Joe grew up in New Orleans in a very traditional Italian Catholic family. They went to mass every Sunday and celebrated all the holidays, so Joe always though of himself as a Christian, though he never had a personal encounter with Christ.

Just before he turned twenty years old, Joe went to war in Vietnam and there experienced things that would change his life forever. When he came home to New Orleans, the world was a different place than he had left. No, actually, Joe was a very different person who had left a few short years earlier. He no longer knew who he was or where he fit in his used-to-be world. He began treatments for PTSD and started self-medicating for his deeper hurts with alcohol and illicit drugs. In short order, his family lost patience with him, gave him a sum of money, and told him to leave, not come back, and never again ask them for anything.

When the money ran out, Joe found himself hungry and destitute. He went into a restaurant one day and asked for food. When they refused, he said, “Then, empty the cash register and give me all of it.” He was arrested, convicted, and spent the next years of his life in prison, more than twelve months of it in solitary confinement. When he was released from prison, Joe found that he had compounded his problems. Now, on top of his depression, his addictions, and his decimated self-image, he had a couple of felonies on his record. He spent the next ten years homeless and often pennyless.

Earlier this year, Joe got himself a room. He couldn’t believe how good it felt to have a place of his own. He was “very thankful,” he said. He never took it for granted for a single minute. Then, about three weeks ago, his nightmare resumed as he got his eviction notice. He showed the paper to me stating that he had violated his rental agreement by having overnight guests. Joe said, “I remembered what it was like on the street, and I couldn’t say no to a couple of my homeless friends. I let them stay.”

Joe went to the VA Hospital where he was given twenty Ativan for his stress. He took them–all of them–along with eight beers. “I had had enough of this *** world. I was ready to leave.”

I said, “Joe, you have to find something or some one worth living for.”

He said, “There is nothing and there is no one worth the hell I go through.”

And I answered, “There is one, Joe, and you need to run as fast as you can to the arms of Jesus. He’s waiting for you.”

He started to cry. “This is twice this year I have cried. What the h*** is wrong with me?” He paused for a minute, then said, “I’m going to tell you something which, once I have told you, you might not want to talk to me anymore.” Then he told me of the abuse he had suffered at the hands of one who called himself a “Rev.” “I hated that SOB,” he said, as he told me of the way he and others had been exploited by this “man of the cloth.” Tragically, Joe couldn’t separate this man from the God he claimed to represent. His heart turned against the man, the church, and anything that reminded him of the things he had suffered.

“Joe, please understand that man was an imposter. He didn’t present the real Jesus to you. Just as there are frauds in every segment of society, there are false Christians who misrepresent everything that God is about.” I talked with Joe for the better part of an hour, urging to forget everything he thought he knew about God and simply believe the gospel–the good news as I shared it with him.

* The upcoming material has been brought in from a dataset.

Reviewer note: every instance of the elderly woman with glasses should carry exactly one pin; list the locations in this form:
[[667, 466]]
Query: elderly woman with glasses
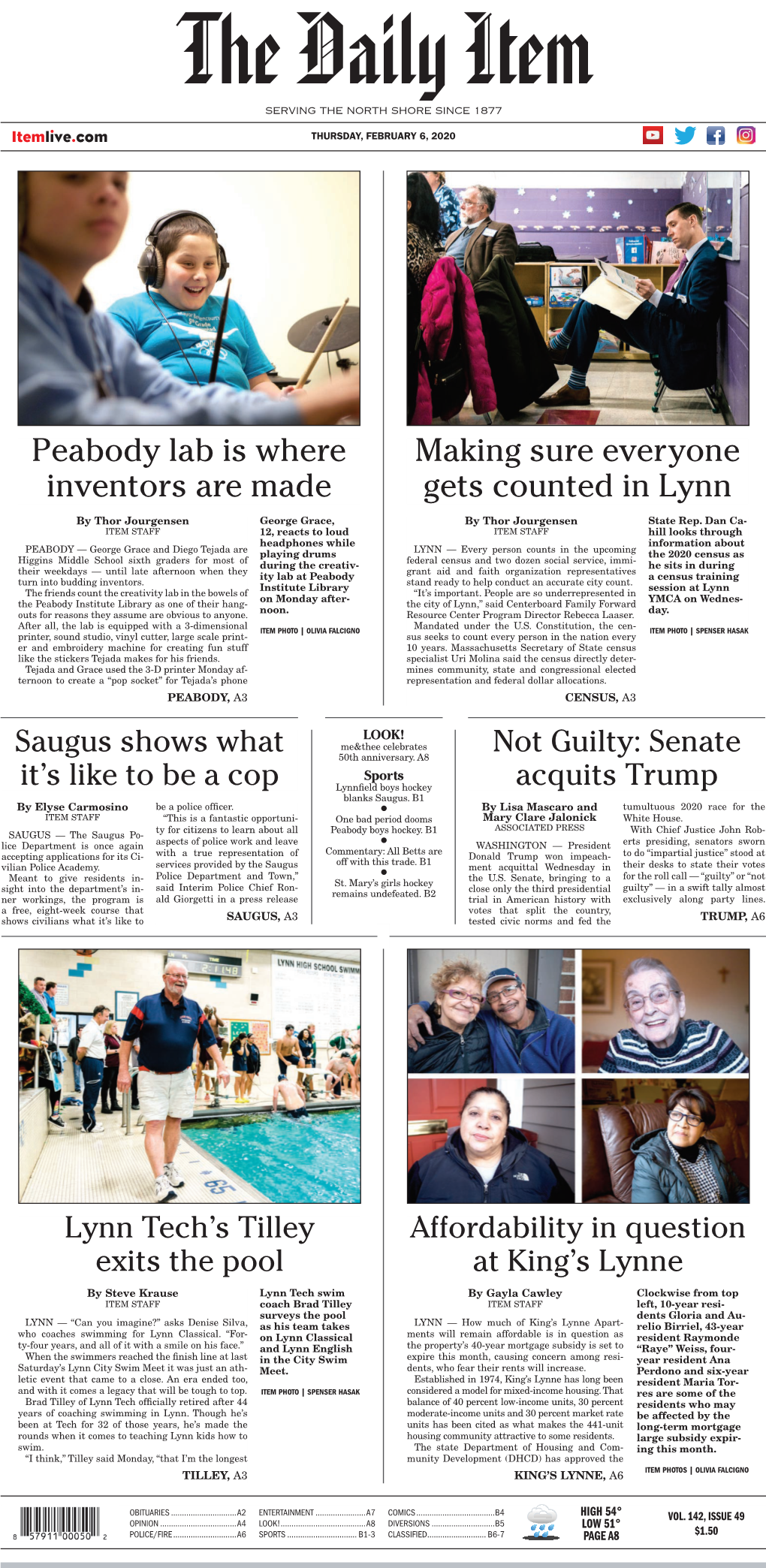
[[454, 1039], [660, 1037], [523, 1036], [677, 1162]]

Joe allowed me to pray with him. I said, “You need a coat, Joe, it’s cold out here, and I think I have one to fit you.”“You don’t have one big enough for me,” he said. But I opened the trunk of my car and said, “Do you need a 2x or a 3x?” I had some excellent, brand new coats to choose from.

“God did send you to me!” Joe said.

I said, “Joe, you haven’t seen anything yet! Just love God and let him love you. He has been longing to show you how much he cares about you.”

Joe said, “Can I hug you?”

“Absolutely!” We’ll be talking soon. Joe promised he would see me Wednesday in the park and again on Christmas Day. I love this life.